ABNnews – Menteri Perhubungan Dudy Purwagandhi menyambangi Balai Kota Jakarta untuk bertemu Gubernur DKI Jakarta Pramono Anung, Rabu (18/2/2026). Pertemuan ini membahas strategi “tempur” menghadapi ledakan arus mudik Lebaran 2026.
Menhub Dudy menegaskan, Jakarta adalah kunci.
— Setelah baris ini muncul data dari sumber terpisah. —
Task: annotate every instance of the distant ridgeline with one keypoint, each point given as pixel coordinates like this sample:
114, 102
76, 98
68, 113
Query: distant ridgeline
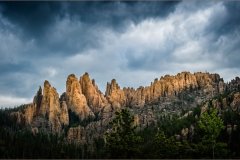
82, 113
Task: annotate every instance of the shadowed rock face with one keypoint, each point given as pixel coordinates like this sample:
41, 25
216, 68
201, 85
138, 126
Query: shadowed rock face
85, 99
95, 99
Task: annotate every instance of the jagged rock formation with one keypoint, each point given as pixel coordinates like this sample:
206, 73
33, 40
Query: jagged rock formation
76, 100
165, 96
95, 99
115, 95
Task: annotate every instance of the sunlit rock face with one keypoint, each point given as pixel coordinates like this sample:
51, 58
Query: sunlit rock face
95, 99
115, 95
50, 112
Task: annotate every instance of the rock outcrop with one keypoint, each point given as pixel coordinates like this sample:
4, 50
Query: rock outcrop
95, 99
163, 97
76, 101
115, 95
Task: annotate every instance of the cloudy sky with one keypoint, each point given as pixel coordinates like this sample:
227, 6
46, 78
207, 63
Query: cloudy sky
133, 42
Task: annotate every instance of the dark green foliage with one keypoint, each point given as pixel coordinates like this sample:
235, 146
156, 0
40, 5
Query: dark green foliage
122, 141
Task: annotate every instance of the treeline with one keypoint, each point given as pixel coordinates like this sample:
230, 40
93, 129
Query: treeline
209, 138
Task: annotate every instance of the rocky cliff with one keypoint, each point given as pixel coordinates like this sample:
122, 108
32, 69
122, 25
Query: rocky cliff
164, 96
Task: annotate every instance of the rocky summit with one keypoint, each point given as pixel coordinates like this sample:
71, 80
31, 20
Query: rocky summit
83, 112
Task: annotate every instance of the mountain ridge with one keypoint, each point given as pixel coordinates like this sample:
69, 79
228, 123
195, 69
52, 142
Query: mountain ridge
93, 109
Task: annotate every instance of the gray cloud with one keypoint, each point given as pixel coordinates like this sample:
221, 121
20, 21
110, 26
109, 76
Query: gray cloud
133, 42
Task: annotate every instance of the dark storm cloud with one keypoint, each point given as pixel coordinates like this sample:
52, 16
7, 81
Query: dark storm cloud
228, 22
38, 21
35, 17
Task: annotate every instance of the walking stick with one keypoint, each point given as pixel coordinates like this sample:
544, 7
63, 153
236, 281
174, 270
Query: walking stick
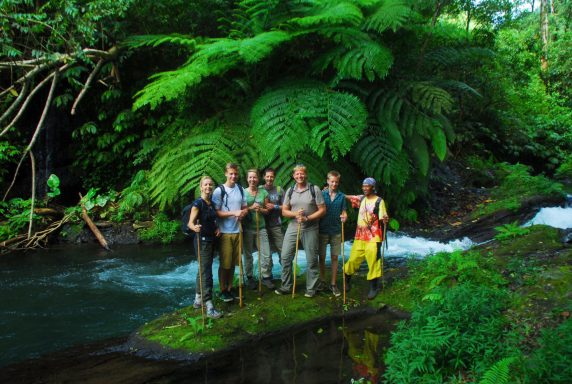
383, 252
343, 265
258, 246
200, 275
296, 260
240, 263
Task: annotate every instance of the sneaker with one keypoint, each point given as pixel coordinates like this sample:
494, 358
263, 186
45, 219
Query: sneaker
268, 283
226, 297
281, 291
251, 284
335, 290
213, 313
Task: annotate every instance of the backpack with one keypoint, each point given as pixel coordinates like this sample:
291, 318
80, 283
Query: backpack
376, 210
185, 220
223, 193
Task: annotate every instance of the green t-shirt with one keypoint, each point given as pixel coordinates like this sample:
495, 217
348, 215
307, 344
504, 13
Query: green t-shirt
250, 219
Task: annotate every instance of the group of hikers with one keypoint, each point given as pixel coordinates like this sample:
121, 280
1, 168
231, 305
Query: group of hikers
241, 219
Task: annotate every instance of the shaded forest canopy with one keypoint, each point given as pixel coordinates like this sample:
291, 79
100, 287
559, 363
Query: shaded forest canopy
146, 97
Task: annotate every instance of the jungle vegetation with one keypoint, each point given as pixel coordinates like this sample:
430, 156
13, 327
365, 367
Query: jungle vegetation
136, 100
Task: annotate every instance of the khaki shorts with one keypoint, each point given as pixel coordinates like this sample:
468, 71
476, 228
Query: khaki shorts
335, 242
229, 250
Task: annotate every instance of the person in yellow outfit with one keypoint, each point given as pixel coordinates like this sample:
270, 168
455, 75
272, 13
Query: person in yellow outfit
369, 236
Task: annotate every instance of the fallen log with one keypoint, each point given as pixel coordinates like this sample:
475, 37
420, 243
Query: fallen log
92, 226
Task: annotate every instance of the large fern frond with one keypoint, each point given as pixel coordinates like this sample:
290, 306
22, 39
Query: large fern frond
431, 98
177, 170
499, 372
391, 14
139, 41
287, 119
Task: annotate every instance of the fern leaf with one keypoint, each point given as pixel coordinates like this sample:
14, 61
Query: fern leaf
260, 46
499, 372
369, 60
287, 119
391, 14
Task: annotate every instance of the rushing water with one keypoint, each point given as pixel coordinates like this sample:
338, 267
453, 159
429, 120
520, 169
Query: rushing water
58, 298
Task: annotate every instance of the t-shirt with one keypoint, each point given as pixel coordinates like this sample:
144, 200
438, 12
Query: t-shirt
275, 196
249, 221
369, 227
233, 201
303, 200
331, 223
207, 218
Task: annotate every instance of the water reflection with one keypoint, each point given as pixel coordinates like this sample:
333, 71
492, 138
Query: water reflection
330, 352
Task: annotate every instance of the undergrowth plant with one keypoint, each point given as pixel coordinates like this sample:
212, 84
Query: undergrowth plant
461, 335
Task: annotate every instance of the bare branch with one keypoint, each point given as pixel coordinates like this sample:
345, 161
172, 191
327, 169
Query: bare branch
87, 84
30, 97
35, 136
16, 102
33, 165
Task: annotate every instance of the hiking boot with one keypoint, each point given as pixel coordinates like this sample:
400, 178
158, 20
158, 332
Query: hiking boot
281, 291
227, 297
251, 284
373, 289
309, 294
213, 313
348, 282
268, 283
335, 290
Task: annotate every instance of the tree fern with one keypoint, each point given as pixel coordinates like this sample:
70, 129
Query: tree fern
179, 168
499, 372
288, 118
391, 14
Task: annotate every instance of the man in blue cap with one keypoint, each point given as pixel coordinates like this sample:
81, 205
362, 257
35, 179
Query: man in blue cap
369, 236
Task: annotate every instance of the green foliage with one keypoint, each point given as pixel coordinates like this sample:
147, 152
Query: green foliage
53, 186
550, 363
163, 230
133, 198
498, 373
15, 215
327, 119
459, 334
510, 231
516, 185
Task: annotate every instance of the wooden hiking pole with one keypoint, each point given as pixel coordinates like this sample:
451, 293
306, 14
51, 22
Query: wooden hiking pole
383, 252
198, 235
296, 259
343, 265
258, 246
240, 263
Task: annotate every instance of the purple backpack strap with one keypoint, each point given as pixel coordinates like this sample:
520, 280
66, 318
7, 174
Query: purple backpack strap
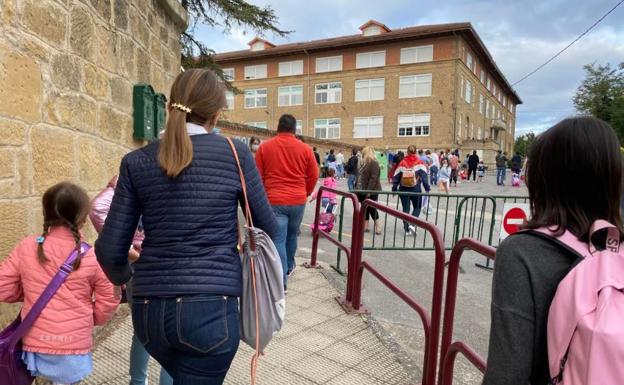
66, 268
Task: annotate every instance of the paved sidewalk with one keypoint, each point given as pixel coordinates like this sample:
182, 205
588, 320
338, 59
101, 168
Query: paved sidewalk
319, 344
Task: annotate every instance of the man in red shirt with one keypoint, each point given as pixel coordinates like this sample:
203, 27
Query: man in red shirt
289, 173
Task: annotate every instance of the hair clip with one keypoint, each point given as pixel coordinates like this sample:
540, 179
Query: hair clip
181, 107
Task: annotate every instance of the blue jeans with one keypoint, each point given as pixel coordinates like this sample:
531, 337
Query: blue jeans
194, 337
351, 181
139, 358
500, 175
288, 221
433, 179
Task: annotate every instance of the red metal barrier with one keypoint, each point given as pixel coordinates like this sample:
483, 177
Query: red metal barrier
431, 322
448, 350
349, 250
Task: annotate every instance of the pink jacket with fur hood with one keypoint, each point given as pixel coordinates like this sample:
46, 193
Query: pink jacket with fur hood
86, 298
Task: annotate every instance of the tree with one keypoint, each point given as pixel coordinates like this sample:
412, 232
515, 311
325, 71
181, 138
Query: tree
226, 14
602, 95
523, 143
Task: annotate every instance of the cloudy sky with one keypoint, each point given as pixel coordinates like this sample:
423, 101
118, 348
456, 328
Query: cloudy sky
520, 35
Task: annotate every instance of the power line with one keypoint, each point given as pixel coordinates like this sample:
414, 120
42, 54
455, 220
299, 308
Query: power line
569, 45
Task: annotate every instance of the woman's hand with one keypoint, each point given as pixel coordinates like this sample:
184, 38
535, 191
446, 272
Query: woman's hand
133, 255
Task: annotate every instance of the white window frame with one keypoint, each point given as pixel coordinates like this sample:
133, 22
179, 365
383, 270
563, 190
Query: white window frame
333, 93
293, 98
328, 64
368, 84
228, 74
262, 125
290, 68
415, 86
327, 124
368, 124
299, 127
468, 92
367, 59
251, 72
254, 94
414, 119
230, 100
419, 54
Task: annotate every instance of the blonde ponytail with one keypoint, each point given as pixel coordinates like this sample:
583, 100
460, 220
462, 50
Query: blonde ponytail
176, 149
196, 97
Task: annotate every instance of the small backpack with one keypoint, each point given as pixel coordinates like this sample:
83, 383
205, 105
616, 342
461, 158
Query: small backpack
409, 178
586, 316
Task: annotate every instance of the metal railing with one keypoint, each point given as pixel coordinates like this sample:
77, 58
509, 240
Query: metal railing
430, 321
448, 348
349, 250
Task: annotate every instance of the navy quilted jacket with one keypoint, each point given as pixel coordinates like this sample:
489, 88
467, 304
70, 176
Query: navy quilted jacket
190, 222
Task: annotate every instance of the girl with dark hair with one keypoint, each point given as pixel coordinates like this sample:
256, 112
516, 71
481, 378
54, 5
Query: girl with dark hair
58, 345
530, 267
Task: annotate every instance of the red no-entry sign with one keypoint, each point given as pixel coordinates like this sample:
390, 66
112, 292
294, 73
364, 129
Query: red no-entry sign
514, 216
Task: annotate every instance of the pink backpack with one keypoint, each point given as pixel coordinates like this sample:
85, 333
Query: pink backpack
586, 317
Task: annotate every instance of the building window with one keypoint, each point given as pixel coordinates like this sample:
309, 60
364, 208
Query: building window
482, 104
327, 128
329, 64
229, 98
470, 61
228, 74
368, 127
370, 59
257, 124
369, 89
328, 93
290, 68
416, 54
255, 72
414, 86
256, 98
468, 93
290, 96
414, 125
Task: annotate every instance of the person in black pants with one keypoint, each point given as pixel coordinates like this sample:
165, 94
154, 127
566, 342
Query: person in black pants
473, 163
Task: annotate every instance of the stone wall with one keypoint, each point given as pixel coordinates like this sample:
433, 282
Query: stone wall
67, 68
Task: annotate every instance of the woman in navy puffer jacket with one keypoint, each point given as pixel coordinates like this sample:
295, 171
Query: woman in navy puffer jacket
187, 281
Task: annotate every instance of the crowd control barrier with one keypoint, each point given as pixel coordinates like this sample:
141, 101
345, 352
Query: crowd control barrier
430, 321
449, 348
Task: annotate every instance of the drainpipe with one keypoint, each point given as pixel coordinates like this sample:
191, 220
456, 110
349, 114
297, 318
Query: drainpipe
308, 100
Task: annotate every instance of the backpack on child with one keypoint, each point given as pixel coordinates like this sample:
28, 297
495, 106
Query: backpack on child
13, 371
585, 327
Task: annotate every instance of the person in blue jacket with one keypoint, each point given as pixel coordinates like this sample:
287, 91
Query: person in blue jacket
186, 189
411, 176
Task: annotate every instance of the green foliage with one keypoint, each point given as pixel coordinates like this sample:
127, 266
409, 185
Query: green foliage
225, 14
602, 95
523, 143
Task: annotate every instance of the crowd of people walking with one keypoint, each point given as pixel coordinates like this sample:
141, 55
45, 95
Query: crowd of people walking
169, 236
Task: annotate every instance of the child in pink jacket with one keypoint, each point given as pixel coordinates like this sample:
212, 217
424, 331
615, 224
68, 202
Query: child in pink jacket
328, 199
58, 346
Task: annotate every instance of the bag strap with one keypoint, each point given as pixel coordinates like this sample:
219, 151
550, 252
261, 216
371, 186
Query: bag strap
66, 268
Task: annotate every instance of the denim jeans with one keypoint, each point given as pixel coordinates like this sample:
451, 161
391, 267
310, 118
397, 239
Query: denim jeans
351, 181
415, 200
500, 175
194, 337
433, 179
139, 358
288, 221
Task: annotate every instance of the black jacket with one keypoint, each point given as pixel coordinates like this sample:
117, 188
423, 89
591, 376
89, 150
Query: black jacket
190, 222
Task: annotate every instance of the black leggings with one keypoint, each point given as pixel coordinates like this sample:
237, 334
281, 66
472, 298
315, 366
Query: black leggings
370, 211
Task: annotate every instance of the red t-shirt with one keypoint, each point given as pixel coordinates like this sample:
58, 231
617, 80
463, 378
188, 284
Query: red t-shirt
288, 170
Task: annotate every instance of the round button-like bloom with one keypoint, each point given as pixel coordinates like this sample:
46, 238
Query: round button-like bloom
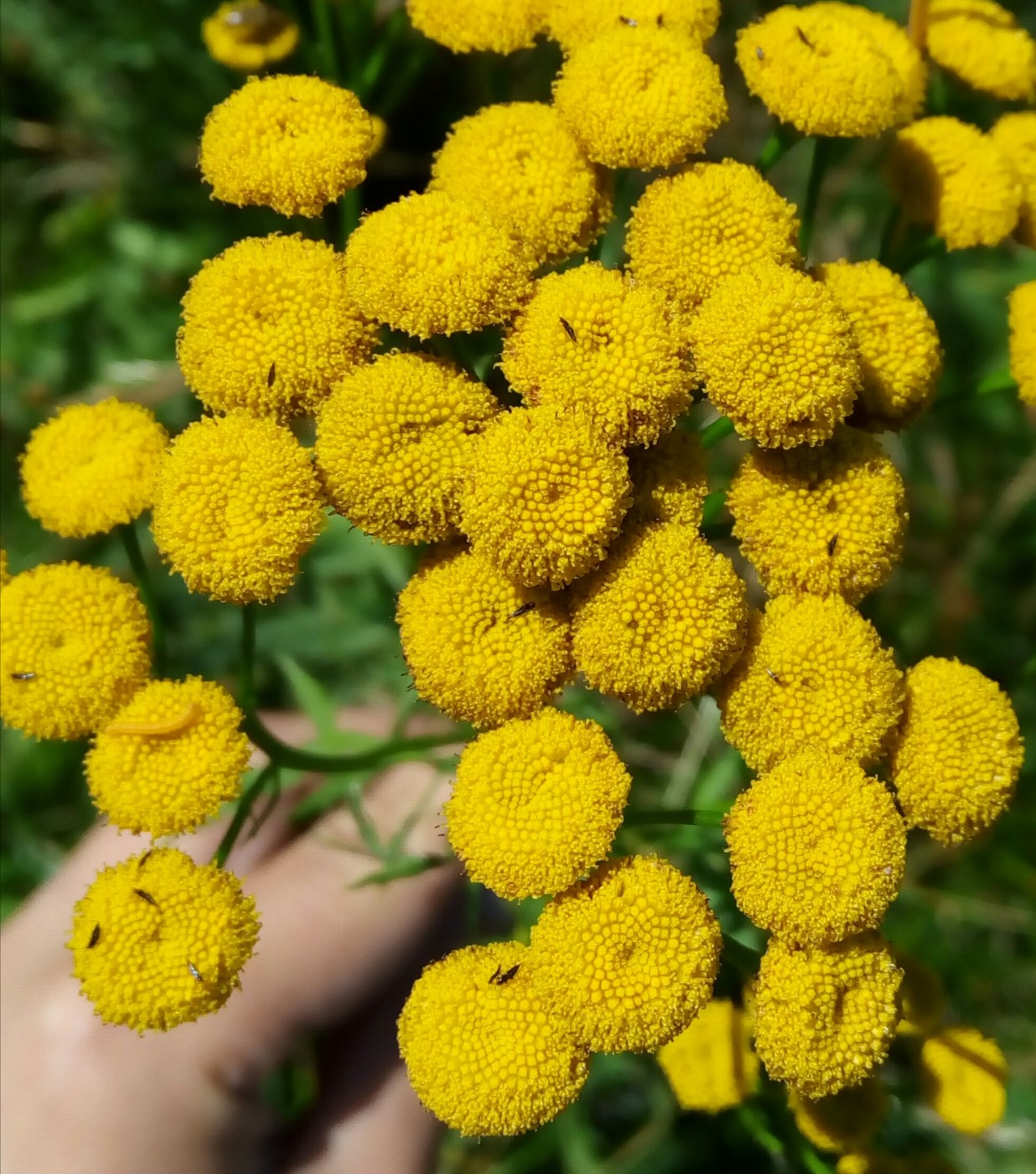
642, 97
777, 355
479, 647
395, 442
91, 467
824, 522
948, 174
900, 354
238, 505
520, 161
825, 1016
690, 231
822, 73
160, 941
75, 645
963, 1078
269, 325
956, 755
628, 957
660, 620
813, 673
710, 1065
499, 26
545, 496
982, 44
249, 34
483, 1051
816, 849
434, 264
593, 338
169, 757
536, 804
290, 143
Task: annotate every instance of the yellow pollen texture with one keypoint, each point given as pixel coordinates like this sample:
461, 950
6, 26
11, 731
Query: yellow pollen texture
483, 1051
536, 804
816, 849
158, 941
628, 957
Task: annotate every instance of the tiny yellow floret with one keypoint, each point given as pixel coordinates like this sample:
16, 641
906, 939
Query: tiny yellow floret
169, 759
91, 467
75, 645
160, 941
483, 1051
238, 505
628, 957
289, 143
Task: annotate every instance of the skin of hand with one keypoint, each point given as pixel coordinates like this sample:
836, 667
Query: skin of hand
82, 1095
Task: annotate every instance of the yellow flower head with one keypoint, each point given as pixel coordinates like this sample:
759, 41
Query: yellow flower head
821, 72
900, 354
270, 326
545, 496
777, 355
824, 522
670, 483
957, 753
825, 1016
75, 645
1022, 342
948, 174
91, 467
628, 957
290, 143
813, 673
963, 1077
574, 23
238, 505
816, 849
711, 1065
522, 164
536, 804
499, 26
483, 1051
479, 647
643, 96
690, 231
593, 338
981, 43
160, 941
249, 34
169, 757
395, 442
847, 1120
660, 620
434, 264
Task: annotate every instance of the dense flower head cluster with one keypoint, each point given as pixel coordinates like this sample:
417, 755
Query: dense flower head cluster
269, 325
91, 467
640, 97
595, 340
957, 751
289, 143
169, 757
777, 355
824, 522
536, 803
75, 645
813, 673
519, 158
395, 442
158, 941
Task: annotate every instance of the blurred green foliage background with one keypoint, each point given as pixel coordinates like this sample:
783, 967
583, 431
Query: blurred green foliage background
103, 222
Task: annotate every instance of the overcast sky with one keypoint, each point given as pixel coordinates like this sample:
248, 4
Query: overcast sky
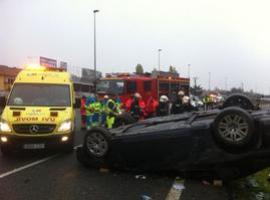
229, 38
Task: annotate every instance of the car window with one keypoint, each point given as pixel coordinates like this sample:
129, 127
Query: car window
131, 86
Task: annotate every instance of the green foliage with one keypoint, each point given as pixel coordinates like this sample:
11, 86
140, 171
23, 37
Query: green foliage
172, 69
139, 69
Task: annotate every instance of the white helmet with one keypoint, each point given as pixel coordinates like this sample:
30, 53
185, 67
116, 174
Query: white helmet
163, 98
181, 93
185, 100
137, 95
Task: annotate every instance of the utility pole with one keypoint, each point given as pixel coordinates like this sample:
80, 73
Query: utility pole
189, 71
209, 81
195, 81
159, 50
95, 54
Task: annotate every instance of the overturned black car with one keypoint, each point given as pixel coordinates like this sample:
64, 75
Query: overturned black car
228, 143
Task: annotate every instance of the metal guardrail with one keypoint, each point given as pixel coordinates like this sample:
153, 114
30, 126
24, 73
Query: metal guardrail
265, 103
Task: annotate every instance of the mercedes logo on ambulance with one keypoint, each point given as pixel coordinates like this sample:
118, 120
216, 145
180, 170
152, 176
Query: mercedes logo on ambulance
33, 128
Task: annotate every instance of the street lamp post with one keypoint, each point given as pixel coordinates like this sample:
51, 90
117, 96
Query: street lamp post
95, 58
159, 50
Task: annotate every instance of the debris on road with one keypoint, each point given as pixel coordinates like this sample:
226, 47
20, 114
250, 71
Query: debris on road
205, 182
145, 197
140, 177
178, 186
104, 170
259, 196
218, 183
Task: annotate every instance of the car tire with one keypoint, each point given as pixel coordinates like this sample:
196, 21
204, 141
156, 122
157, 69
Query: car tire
239, 100
68, 148
6, 150
234, 129
124, 119
97, 143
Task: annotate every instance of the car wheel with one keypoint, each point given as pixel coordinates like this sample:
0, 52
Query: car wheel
6, 150
124, 119
68, 148
96, 142
234, 129
239, 100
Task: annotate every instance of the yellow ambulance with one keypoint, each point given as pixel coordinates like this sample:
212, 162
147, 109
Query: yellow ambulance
39, 111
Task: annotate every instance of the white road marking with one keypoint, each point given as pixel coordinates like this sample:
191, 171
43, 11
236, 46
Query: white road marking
175, 194
27, 166
31, 164
80, 145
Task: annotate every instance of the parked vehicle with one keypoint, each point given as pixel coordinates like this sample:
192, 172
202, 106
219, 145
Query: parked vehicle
228, 143
124, 85
39, 112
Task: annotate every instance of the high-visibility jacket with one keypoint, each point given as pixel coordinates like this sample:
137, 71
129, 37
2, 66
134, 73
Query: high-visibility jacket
151, 106
83, 110
112, 110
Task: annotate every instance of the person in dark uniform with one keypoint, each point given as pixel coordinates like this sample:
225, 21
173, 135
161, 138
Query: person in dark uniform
177, 105
163, 106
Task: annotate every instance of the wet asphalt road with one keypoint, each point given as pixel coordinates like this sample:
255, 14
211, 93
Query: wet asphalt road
62, 177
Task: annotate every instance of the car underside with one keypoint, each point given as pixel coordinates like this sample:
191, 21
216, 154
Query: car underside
226, 144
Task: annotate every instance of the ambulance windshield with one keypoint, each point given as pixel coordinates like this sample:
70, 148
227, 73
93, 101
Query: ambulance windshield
40, 95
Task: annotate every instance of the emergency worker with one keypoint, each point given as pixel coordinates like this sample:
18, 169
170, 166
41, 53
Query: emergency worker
103, 110
137, 107
118, 102
186, 105
151, 107
89, 111
83, 112
163, 106
97, 113
177, 106
112, 110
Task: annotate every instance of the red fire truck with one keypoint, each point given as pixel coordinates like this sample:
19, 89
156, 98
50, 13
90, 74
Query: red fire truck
124, 85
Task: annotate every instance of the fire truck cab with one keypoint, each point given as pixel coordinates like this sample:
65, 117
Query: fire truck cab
124, 85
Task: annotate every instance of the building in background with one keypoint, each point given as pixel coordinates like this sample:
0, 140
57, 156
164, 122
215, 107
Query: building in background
7, 77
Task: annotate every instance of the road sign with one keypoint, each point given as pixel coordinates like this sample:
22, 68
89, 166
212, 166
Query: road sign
47, 62
63, 65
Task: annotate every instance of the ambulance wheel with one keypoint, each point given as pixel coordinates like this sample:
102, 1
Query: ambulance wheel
6, 150
68, 147
97, 142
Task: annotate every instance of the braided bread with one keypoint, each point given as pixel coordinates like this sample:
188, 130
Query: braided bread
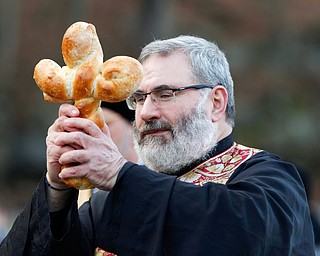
86, 80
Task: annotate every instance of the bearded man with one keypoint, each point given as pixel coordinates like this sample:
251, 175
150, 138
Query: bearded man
198, 193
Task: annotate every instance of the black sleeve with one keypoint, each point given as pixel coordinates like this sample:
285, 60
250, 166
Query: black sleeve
262, 210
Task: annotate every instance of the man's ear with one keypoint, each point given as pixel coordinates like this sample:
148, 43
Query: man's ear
219, 97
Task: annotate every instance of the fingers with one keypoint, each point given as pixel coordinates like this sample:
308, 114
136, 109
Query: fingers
68, 110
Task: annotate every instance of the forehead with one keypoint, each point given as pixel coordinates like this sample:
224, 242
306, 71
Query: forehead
174, 70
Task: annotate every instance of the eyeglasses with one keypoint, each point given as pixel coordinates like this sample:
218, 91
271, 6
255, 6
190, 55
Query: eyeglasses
162, 96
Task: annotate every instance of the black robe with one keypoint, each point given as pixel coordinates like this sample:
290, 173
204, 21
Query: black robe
261, 210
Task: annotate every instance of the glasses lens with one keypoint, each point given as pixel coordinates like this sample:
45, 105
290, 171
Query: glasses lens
163, 97
131, 103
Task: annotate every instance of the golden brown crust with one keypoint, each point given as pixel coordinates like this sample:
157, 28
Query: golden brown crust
85, 79
119, 77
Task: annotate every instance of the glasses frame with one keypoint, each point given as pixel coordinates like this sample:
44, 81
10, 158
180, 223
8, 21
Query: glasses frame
130, 100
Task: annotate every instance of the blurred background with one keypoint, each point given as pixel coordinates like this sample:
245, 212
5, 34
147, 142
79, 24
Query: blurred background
273, 49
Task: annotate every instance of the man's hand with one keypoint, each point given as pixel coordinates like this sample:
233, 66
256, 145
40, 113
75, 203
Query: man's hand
80, 144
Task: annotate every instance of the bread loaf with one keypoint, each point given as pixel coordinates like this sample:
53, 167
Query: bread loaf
86, 80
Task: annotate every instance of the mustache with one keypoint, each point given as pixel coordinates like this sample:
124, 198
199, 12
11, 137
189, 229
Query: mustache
156, 125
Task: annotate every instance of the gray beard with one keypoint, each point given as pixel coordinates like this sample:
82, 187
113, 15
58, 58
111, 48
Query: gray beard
192, 138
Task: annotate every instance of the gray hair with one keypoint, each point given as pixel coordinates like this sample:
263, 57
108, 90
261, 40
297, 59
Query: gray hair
208, 63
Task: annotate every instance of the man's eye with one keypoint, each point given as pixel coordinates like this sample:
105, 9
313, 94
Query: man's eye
139, 98
165, 95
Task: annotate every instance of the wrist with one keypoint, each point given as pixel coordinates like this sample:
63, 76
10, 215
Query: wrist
56, 186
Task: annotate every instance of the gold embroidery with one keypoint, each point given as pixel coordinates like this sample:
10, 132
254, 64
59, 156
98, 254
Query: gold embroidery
218, 169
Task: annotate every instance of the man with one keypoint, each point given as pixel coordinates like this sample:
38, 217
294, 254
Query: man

Pasalnya, pergerakan masyarakat dari Ibu Kota merupakan salah satu yang tertinggi secara nasional.
“Provinsi DKI Jakarta menjadi salah satu provinsi dengan pergerakan masyarakat tertinggi. Sebagian besar perjalanan mudik nasional berasal dari Jawa Barat dan DKI Jakarta,” ujar Menhub Dudy.
Ramalan Arus Mudik: 3,6 Juta Kendaraan Keluar Jakarta
Data Survei Potensi Pergerakan Angkutan Lebaran 2026 menunjukkan angka yang fantastis. Diprediksi ada 3,67 juta kendaraan yang akan meninggalkan Jakarta melalui gerbang tol utama (GT Cikampek Utama, Kalihurip Utama, dan Cikupa) selama periode H-10 hingga H+11.
Catat tanggal pentingnya! Berikut prediksi puncak arus mudik dan balik:
* Puncak Arus Mudik: Rabu, 18 Maret 2026 (H-3). Estimasi 259.000 kendaraan keluar Jakarta dalam sehari.
* Puncak Arus Balik: Senin, 24 Maret 2026 (H+3). Estimasi 285.000 kendaraan masuk kembali ke Jakarta.
Titipan Menhub ke Pramono Anung
Mengingat beban mudik di Jakarta yang begitu besar, Menhub menitipkan sejumlah “pekerjaan rumah” kepada Pramono Anung. Mulai dari urusan terminal hingga fasilitas pemudik di lapangan.
Berikut poin-poin permintaan Menhub ke Pemprov DKI:
* Posko Monitoring: Memastikan ramp check armada di terminal Tipe A dan cek kesehatan sopir bus.
* Mudik Gratis: Konsolidasi penyiapan program mudik gratis agar berjalan lancar.
* Angkutan Feeder: Menambah akses angkutan pengumpan (feeder) menuju stasiun, terminal, pelabuhan, dan bandara.
* Fasilitas Umum: Penambahan toilet portable, gerai makanan, hingga bengkel di simpul transportasi terpadat.
“Kami berharap Pemprov DKI dapat menyediakan kemudahan akses bagi pemudik, terutama menuju ke simpul-simpul mudik gratis,” tambah Dudy.
Rekayasa Lalin dan Pengawasan CCTV
Menhub juga mendorong pengawasan ketat melalui CCTV di titik rawan macet. Petugas keamanan diminta berjaga di lokasi keramaian dan memastikan jalur alternatif siap digunakan jika terjadi kepadatan luar biasa.
“Penyediaan informasi mudik dan sosialisasi keselamatan berkendara bagi pengguna kendaraan pribadi juga penting dilakukan,” pungkasnya.